Flashes in the distant sky. Would it rain?
Shouldn’t matter. The email said rain or shine, the brisk walking party would be there. My concern was whether I’d reach the meeting point on time.They said they would start their walk on the dot.
My handphone buzzed.
“Heavy rain everywhere. Walk is canceled.”
Looking out of the bus, I noticed a reservoir ahead. I’d often passed over the years but never had a reason to stop. I looked up from where I was seated. The sky was still dark in the way dawn is. Since I was out already, I might as well make a reason for myself.
Pressed the bus bell. The driver let me out. Stepped from the artificial cool of the air-con bus onto the snappy breeze of dawn. The rumble of the bus trailed away.
The rustle of the dew-laden trees filled the silence.
There was a pier in the distance. Further back was a golf green lit in harsh halogen white. A gentle breeze caressed the water’s surface. Small ripples breaking the reflection of the man-made lights on obsidian waves.
The park was deserted, save for two or three individuals resting under small shelters along the foot path. I stepped from stoney path to wooden board, and walked till the end of the pier. There was only the sound of water and wind. I positioned myself to take a few pictures of the distant lights. I was surprised to find that there were more colours captured on camera than my eye could see.

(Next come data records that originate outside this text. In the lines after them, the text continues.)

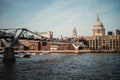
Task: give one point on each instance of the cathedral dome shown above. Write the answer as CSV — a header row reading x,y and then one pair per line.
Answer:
x,y
98,23
98,29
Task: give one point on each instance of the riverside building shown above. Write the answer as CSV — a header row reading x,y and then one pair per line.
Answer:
x,y
101,42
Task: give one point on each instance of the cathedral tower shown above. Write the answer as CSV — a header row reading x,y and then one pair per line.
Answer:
x,y
98,28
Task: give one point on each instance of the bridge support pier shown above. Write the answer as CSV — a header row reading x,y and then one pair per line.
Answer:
x,y
9,55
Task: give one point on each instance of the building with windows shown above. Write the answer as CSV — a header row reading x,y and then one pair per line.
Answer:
x,y
100,41
75,32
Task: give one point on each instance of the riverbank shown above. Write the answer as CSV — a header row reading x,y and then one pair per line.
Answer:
x,y
71,51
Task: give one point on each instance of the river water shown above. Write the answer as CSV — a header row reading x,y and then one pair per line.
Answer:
x,y
55,66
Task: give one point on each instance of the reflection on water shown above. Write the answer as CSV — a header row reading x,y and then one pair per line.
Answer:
x,y
88,66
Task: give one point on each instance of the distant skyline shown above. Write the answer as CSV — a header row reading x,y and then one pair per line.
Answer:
x,y
60,16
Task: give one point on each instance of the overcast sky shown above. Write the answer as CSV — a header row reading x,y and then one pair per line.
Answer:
x,y
59,16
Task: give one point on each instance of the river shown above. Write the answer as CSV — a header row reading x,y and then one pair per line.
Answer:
x,y
56,66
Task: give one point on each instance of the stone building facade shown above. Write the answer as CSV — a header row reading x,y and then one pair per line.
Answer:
x,y
100,41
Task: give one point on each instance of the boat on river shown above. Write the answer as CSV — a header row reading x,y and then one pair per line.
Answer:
x,y
17,55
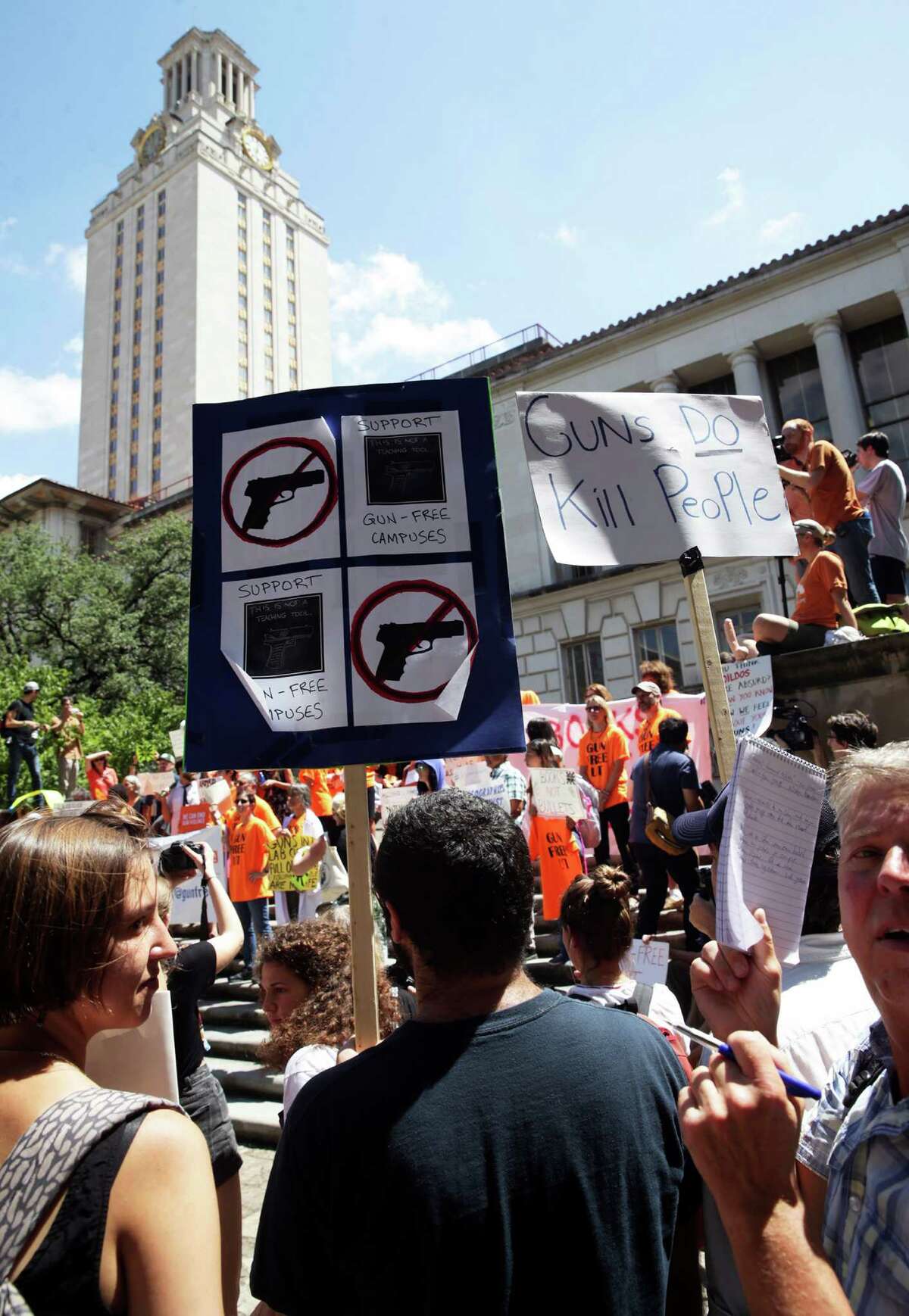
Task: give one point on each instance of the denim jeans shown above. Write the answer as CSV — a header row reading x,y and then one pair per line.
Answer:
x,y
20,754
255,918
853,540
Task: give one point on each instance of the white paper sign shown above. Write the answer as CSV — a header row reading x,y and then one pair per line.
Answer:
x,y
555,793
629,478
750,693
648,962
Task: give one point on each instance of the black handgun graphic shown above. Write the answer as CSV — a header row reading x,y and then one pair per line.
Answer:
x,y
267,492
399,638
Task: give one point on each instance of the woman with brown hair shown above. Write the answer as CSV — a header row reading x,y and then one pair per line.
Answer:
x,y
90,1169
306,994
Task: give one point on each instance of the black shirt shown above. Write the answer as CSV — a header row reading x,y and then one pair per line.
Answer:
x,y
190,978
489,1165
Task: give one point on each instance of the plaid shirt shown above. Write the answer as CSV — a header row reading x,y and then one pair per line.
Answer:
x,y
864,1153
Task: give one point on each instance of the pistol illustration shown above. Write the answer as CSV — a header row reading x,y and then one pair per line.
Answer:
x,y
399,638
267,491
280,641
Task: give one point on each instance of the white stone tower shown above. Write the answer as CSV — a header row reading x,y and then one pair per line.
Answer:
x,y
207,276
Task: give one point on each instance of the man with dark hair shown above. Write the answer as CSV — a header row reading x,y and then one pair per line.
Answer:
x,y
667,775
850,731
883,492
504,1124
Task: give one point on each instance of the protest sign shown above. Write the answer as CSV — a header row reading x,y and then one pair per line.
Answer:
x,y
348,579
767,850
750,693
476,779
556,794
648,961
622,479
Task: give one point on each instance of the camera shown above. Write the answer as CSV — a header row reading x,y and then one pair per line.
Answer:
x,y
174,859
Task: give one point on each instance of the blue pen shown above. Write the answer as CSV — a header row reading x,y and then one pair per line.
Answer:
x,y
795,1086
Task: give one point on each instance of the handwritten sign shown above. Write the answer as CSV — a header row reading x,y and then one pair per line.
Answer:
x,y
629,478
281,859
555,793
476,779
648,961
768,845
750,693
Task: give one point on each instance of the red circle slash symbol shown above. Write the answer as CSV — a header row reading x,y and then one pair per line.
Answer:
x,y
267,492
449,602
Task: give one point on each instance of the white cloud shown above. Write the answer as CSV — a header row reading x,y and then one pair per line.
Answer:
x,y
73,260
388,320
733,190
784,229
30,403
10,483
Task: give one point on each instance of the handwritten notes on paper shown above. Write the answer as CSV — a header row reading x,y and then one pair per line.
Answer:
x,y
750,693
768,845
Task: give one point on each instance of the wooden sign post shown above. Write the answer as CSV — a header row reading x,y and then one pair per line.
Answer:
x,y
708,657
363,944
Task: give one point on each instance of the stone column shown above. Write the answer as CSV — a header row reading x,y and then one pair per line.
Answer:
x,y
839,383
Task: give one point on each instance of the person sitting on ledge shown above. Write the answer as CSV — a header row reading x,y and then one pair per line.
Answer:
x,y
821,597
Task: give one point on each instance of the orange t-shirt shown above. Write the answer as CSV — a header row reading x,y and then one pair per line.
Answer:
x,y
834,499
320,798
555,847
598,754
648,732
248,847
814,603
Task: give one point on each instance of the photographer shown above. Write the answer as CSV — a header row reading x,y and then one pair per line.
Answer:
x,y
192,973
830,488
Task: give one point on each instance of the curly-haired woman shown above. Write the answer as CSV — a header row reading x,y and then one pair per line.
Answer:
x,y
306,994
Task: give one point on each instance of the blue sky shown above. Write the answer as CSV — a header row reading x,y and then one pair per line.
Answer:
x,y
479,166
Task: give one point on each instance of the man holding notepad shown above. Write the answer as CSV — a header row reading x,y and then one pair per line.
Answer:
x,y
818,1218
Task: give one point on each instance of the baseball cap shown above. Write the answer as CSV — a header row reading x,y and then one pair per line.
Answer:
x,y
648,688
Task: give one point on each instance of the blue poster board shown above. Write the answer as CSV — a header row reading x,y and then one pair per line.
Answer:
x,y
349,597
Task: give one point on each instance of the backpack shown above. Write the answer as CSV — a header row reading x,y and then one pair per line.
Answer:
x,y
42,1161
639,1003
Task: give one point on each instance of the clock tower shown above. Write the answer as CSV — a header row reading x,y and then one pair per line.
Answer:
x,y
207,276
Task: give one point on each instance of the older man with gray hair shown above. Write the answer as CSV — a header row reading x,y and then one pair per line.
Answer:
x,y
818,1221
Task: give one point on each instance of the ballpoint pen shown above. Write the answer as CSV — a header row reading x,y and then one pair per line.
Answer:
x,y
795,1086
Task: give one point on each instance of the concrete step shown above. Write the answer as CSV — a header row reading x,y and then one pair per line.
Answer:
x,y
232,1041
256,1120
242,1077
217,1012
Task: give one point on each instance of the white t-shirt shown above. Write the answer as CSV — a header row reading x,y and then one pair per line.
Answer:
x,y
305,1065
663,1009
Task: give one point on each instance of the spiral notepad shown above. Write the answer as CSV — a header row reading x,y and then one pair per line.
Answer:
x,y
768,844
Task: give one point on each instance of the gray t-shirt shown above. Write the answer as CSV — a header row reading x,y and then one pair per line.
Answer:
x,y
887,501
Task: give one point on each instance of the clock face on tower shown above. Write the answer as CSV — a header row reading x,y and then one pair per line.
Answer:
x,y
256,149
152,145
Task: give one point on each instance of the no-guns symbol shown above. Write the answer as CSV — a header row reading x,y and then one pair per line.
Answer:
x,y
404,638
269,491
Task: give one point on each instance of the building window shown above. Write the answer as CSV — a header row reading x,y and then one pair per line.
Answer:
x,y
659,644
583,665
882,362
796,381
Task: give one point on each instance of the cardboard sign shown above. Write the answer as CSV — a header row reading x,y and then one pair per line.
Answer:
x,y
281,859
648,962
156,783
750,693
627,478
349,575
555,793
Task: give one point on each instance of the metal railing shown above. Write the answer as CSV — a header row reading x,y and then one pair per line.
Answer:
x,y
510,342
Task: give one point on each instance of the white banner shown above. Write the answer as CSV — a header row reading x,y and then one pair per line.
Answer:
x,y
621,479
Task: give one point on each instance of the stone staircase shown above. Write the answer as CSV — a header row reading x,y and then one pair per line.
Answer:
x,y
235,1025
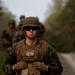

It started to rain, droplets growing into pelting water bombs. I hurried to a sheltered part of the pier. A man got off his bicycle and sought shelter as well. Probably came here to fish. There was plenty of room. He was my silent company while I waited out the rain.
When the showers slowed to a light drizzle, I left the pier and walked along the path to explore the rest of the park. There wasn’t much to see, partly because it was still dark, and because there wasn’t much to the park. I’d quickly reached the end of the path. I walked to the main road with a promise to be back.